Motoboy há quatro anos, Anderson de Souza Martins, de 24 anos, considerou oportuno o projeto. “Está de parabéns, pois teremos um adicional a mais no fim do mês”, diz o rapaz, que trabalha em uma empresa de entrega de quentinhas.

Para Mário César Duarte, de 41 anos, isso vem a corrigir uma falha que já havia há anos, que era fazer vista grossa para uma profissão que cresce a cada dia e que está em constante perigo nas ruas. 

“Hoje várias empresas utilizam motoboys. Isso é uma comodidade para os clientes, mas muita gente não percebe que enfrentamos perigo diariamente no trânsito. Felizmente alguém olhou para a nossa categoria”, comemora Duarte.

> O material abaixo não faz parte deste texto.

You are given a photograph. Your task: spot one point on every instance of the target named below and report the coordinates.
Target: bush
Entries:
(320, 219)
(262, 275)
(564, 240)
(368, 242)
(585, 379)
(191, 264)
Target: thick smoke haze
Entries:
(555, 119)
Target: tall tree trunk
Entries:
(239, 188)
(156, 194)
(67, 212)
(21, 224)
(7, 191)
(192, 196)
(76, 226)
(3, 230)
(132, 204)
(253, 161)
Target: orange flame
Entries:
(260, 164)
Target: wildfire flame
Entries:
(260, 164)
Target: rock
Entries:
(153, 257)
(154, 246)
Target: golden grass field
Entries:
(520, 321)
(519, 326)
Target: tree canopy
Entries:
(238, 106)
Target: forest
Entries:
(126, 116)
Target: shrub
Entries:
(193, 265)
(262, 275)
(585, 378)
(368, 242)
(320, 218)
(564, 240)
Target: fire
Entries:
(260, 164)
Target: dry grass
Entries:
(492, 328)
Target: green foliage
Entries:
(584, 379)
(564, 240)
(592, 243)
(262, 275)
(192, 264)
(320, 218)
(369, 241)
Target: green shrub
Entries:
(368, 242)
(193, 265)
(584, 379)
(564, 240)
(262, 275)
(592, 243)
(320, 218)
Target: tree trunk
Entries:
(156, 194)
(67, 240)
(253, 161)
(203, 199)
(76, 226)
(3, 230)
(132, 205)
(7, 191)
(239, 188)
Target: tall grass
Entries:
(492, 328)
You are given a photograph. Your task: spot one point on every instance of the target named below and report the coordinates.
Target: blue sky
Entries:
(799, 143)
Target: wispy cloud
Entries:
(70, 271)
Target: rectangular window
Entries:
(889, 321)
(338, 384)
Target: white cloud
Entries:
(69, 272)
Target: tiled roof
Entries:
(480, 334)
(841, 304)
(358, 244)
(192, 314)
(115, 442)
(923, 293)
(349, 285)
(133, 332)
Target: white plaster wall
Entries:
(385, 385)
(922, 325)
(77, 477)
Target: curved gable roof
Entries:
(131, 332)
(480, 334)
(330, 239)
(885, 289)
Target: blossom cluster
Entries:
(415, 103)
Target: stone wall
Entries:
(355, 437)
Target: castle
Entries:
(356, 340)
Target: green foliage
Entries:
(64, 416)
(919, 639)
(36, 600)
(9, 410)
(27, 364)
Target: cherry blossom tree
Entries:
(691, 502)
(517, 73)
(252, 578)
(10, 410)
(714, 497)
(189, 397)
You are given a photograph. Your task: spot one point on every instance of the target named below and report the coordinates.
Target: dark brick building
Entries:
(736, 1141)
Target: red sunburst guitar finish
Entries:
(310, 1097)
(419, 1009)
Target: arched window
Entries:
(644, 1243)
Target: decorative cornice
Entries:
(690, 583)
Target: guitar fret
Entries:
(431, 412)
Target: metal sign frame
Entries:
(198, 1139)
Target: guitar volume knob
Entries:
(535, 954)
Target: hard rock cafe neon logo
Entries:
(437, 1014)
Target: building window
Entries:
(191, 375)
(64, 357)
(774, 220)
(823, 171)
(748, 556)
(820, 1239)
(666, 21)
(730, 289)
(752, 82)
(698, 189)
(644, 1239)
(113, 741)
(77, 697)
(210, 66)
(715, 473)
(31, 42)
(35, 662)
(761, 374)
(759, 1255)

Outro que recebeu com entusiasmo a notícia foi o motoboy Marcelo Henrique Ramos da Silva, de 28 anos. “Hoje ainda há muita gente que tem preconceito contra a nossa profissão. É claro que existem maus profissionais no trânsito, mas é a minoria. A grande maioria trabalha corretamente, mas nem sempre é vista com bons olhos. Às vezes somos massacrados no trânsito e um projeto desses vem para reconhecer não só o perigo que enfrentamos no dia a dia, mas a importância da nossa profissão”, afirma.

LEGISLAÇÃO

 Na legislação em vigor, apenas são atividades ou operações perigosas as que, por sua natureza ou métodos de trabalho, impliquem contato permanente com inflamáveis ou explosivos em condições de risco acentuado. O senador Cícero Lucena alertou, no entanto, que a aprovação da proposta e o consequente pagamento do adicional de periculosidade a esses trabalhadores não elimina a necessidade de capacitação desses profissionais.

“A eliminação dos riscos a que se submetem esses trabalhadores relaciona-se com a necessidade de educação, fiscalização e efetivo cumprimento das normas”, ressalta Lucena.